Aber auch hier ist der Aufwand, das sicherere Vorgehen zu wählen—also RBAC zu aktivieren und granulare Zugriffskontrollen für jeden Nutzer einzurichten—viel geringer als die Zeit und Kosten einer Sicherheitsverletzung, die durch überprivilegierte Nutzerkonten ausgelöst wird. Egal wie klein Ihr Unternehmen ist, nutzen Sie RBAC.

6. Das Passwortmanagement optimieren

Der ideale Weg, Passwörter zu verwalten, ist die Implementierung einer Single Sign-On (SSO)-Lösung, mit der Mitarbeitende sich einmal anmelden und auf alle Ihre Apps und Dienste zugreifen können. So wird die Angriffsfläche durch Zugangsdaten stark verkleinert. Allerdings können SSO-Dienste teuer sein und oft müssen Unternehmen Entwicklungsressourcen einsetzen, um solche Dienste zu integrieren. Aus beiden Gründen ist SSO nicht immer eine praktikable Lösung für Startups.

Passwortmanager sind die nächstbeste Option. Sie generieren Passwörter für einzelne Anwendungen automatisch und entsperren sie über ein Master-Passwort, das die Mitarbeitenden eingeben. Die meisten Passwortmanager kosten etwas Geld, sind aber günstiger als SSO-Dienste und benötigen keine Unterstützung von Entwicklern.

Der Punkt ist: Auch mit begrenztem Budget sollten Sie Maßnahmen ergreifen, um das Risiko zu minimieren, dass Angreifer Zugangsdaten missbrauchen – wenn nicht per SSO, dann über einen Passwortmanager.

Mehr erreichen mit weniger Mitteln

In einer perfekten Welt hätte jedes Startup unbegrenzte Ressourcen, um in Sicherheit zu investieren. In der Realität jedoch haben nur wenige Startups dieses Privileg, weshalb sie sich auf Maßnahmen konzentrieren müssen, die den größten Nutzen zum niedrigsten Preis bieten.

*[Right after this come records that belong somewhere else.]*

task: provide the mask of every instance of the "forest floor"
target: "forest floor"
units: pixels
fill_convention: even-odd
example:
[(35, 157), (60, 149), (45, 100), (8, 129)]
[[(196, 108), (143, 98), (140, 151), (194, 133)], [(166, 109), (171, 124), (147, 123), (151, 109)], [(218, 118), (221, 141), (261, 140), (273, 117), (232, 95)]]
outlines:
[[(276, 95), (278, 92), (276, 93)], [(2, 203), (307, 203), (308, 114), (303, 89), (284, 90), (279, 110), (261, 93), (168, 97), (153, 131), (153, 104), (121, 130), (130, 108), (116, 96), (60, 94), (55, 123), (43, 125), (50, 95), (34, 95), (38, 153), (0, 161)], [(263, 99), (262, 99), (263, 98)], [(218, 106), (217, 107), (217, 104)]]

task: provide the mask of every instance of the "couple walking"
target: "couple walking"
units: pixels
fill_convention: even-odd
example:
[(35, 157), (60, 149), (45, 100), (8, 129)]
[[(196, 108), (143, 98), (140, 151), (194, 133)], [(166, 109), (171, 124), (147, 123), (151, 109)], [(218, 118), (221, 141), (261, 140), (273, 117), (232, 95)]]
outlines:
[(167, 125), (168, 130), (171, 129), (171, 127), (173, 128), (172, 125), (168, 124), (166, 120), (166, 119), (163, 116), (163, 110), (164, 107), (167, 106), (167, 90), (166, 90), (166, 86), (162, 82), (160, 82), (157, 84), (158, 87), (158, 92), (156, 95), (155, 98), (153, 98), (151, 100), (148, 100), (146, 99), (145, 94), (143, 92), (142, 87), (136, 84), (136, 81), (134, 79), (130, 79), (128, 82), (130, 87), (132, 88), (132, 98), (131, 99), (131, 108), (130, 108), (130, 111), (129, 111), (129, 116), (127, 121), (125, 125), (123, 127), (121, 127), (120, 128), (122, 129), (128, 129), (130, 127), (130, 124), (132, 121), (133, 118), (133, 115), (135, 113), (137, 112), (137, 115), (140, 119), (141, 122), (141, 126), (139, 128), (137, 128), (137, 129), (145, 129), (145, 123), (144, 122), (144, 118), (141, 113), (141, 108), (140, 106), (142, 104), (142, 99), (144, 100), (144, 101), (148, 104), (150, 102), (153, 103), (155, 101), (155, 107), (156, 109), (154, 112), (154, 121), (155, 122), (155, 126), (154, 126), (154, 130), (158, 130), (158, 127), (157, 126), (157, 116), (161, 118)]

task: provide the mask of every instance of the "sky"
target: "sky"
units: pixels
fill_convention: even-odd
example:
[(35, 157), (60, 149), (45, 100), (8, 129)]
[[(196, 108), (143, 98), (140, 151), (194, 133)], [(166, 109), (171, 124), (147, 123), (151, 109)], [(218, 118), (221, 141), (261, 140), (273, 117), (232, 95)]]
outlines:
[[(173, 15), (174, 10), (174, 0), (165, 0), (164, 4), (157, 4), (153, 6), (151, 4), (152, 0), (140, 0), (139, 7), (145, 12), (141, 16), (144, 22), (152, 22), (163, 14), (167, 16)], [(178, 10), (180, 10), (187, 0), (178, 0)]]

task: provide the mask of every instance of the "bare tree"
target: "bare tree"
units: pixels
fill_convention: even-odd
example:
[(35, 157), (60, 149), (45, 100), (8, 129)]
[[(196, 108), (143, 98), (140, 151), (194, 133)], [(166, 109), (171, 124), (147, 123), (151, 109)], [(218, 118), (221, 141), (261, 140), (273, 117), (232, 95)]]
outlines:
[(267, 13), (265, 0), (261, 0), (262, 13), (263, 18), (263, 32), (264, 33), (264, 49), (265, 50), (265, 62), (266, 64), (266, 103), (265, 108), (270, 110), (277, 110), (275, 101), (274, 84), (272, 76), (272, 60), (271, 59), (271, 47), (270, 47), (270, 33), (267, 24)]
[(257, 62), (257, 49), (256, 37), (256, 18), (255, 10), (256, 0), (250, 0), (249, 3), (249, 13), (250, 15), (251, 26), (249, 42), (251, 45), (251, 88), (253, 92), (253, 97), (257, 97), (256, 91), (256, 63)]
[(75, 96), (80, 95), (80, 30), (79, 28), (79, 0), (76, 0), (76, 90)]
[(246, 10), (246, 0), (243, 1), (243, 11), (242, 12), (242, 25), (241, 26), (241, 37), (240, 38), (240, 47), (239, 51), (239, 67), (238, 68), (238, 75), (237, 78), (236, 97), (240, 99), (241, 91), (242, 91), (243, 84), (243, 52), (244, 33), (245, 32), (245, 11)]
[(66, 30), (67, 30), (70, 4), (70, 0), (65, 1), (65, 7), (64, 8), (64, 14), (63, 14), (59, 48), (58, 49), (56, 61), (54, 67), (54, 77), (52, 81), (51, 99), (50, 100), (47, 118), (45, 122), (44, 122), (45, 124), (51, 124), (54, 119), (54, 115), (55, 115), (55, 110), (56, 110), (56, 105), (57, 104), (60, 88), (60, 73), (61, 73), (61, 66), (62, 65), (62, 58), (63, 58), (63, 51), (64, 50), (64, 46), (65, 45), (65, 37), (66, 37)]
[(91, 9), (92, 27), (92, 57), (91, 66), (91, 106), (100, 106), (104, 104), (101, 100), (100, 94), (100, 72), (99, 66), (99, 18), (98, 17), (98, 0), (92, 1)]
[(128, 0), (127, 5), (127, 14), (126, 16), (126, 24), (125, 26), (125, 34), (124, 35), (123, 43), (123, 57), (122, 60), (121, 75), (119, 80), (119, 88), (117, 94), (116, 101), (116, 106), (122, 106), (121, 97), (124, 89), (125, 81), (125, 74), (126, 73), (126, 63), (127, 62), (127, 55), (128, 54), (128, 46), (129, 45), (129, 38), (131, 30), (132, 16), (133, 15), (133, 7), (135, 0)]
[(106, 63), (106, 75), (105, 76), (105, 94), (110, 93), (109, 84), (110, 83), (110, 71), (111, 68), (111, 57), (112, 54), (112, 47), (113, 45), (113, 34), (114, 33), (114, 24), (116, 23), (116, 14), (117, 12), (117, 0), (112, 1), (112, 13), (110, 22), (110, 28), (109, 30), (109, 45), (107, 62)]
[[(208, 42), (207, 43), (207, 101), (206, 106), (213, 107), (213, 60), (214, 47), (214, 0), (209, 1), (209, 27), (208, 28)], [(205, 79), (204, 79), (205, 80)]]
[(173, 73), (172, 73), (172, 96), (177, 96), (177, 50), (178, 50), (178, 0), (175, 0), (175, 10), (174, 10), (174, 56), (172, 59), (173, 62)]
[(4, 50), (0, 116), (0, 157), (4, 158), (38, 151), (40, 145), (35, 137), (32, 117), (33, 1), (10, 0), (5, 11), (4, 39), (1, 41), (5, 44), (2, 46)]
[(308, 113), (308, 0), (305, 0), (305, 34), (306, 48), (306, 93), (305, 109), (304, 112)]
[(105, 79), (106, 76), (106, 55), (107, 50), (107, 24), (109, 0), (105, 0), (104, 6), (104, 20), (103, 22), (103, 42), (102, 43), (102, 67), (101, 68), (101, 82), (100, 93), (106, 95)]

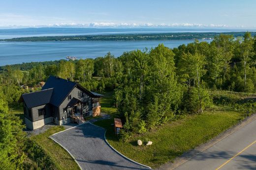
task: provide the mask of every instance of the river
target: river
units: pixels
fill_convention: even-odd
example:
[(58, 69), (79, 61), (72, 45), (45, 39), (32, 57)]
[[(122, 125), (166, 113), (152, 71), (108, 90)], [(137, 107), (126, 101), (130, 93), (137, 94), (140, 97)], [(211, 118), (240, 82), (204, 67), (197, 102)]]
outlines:
[[(210, 42), (211, 40), (202, 40)], [(170, 48), (192, 40), (121, 41), (0, 42), (0, 66), (36, 61), (54, 61), (73, 56), (79, 58), (103, 56), (108, 51), (118, 57), (124, 51), (150, 49), (163, 43)]]

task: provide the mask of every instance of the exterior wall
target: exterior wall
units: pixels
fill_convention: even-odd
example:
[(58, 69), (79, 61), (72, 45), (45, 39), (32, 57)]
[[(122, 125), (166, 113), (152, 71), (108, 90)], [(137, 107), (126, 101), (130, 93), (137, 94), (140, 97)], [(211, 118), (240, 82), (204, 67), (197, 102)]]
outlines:
[[(32, 114), (33, 115), (32, 121), (41, 120), (51, 117), (52, 108), (50, 104), (47, 104), (32, 108), (31, 109)], [(43, 109), (44, 108), (45, 109), (45, 114), (40, 116), (38, 116), (38, 109)]]
[(25, 118), (25, 122), (27, 125), (27, 128), (32, 130), (34, 130), (41, 127), (45, 124), (52, 122), (52, 121), (53, 117), (52, 117), (33, 122), (30, 121), (29, 120)]
[(31, 113), (31, 117), (30, 117), (29, 115), (29, 110), (30, 109), (29, 109), (27, 105), (26, 105), (25, 103), (23, 102), (23, 111), (24, 112), (24, 117), (27, 118), (27, 119), (31, 121), (32, 121), (32, 113)]
[(59, 121), (59, 125), (63, 125), (65, 124), (70, 123), (71, 121), (71, 120), (70, 118), (68, 118), (67, 119), (64, 119), (63, 120), (61, 120)]
[(100, 115), (100, 106), (94, 107), (93, 109), (93, 117)]
[[(84, 97), (80, 97), (81, 92), (83, 92), (80, 89), (77, 88), (77, 87), (75, 87), (74, 88), (74, 89), (73, 89), (73, 90), (69, 93), (69, 94), (68, 95), (71, 95), (71, 98), (72, 98), (73, 97), (75, 97), (77, 99), (79, 99), (82, 102), (85, 102), (87, 101), (88, 101), (89, 105), (87, 106), (85, 106), (84, 107), (84, 108), (83, 108), (83, 113), (84, 113), (85, 112), (89, 112), (92, 110), (92, 98), (91, 97), (90, 97), (88, 95), (87, 95), (86, 94), (85, 94), (84, 92), (84, 93), (85, 93), (85, 94), (84, 94)], [(59, 107), (59, 110), (60, 110), (60, 119), (59, 120), (59, 121), (61, 121), (63, 120), (65, 120), (65, 119), (67, 119), (67, 113), (68, 113), (68, 111), (71, 111), (71, 108), (68, 108), (67, 111), (66, 113), (64, 113), (63, 111), (63, 109), (64, 109), (66, 107), (66, 106), (67, 105), (67, 104), (68, 104), (68, 103), (70, 101), (70, 100), (68, 100), (67, 98), (68, 97), (67, 97)], [(80, 106), (78, 106), (78, 108), (79, 109), (79, 112), (80, 112), (80, 109), (81, 109), (81, 105)], [(64, 119), (63, 119), (64, 118)]]
[(57, 107), (52, 105), (52, 116), (53, 117), (53, 122), (59, 125), (59, 120), (60, 120), (60, 113), (59, 108)]
[(28, 129), (33, 130), (33, 122), (25, 117), (25, 123)]

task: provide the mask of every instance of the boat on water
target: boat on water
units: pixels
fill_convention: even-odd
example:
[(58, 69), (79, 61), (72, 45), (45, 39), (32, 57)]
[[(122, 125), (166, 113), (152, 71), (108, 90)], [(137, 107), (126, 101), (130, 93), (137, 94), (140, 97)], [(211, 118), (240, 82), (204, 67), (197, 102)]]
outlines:
[(77, 58), (76, 57), (72, 57), (72, 56), (68, 56), (67, 57), (66, 57), (66, 58), (69, 60), (72, 60), (72, 61), (75, 61), (75, 60), (77, 60)]

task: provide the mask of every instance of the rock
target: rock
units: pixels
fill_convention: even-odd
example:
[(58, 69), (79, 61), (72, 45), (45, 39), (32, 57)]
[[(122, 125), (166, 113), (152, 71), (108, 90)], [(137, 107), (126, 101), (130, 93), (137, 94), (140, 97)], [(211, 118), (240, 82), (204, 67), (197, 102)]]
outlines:
[(137, 141), (137, 144), (138, 144), (138, 145), (139, 146), (141, 146), (142, 145), (142, 141), (141, 141), (141, 140), (140, 140), (139, 139)]
[(152, 141), (149, 141), (148, 142), (148, 143), (147, 144), (146, 144), (146, 145), (147, 146), (148, 146), (148, 145), (152, 145), (153, 143), (152, 142)]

Mit diesem Ansatz minimieren kleine Unternehmen nicht nur ihre Risiken, sondern schützen auch ihre langfristigen Wachstumschancen. Schließlich ist die Fähigkeit, die Einhaltung von Best Practices der Cybersicherheit nachzuweisen, oft entscheidend im Kontakt mit Investoren und Unternehmenskunden und um die Zertifizierungen zu erhalten, die für den Markteintritt notwendig sind.

Das bedeutet: Investitionen in kosteneffiziente Cybersecurity-Praktiken sind nicht nur aus Sicherheitsgründen sinnvoll, sondern auch ein kluger Schachzug für Startups.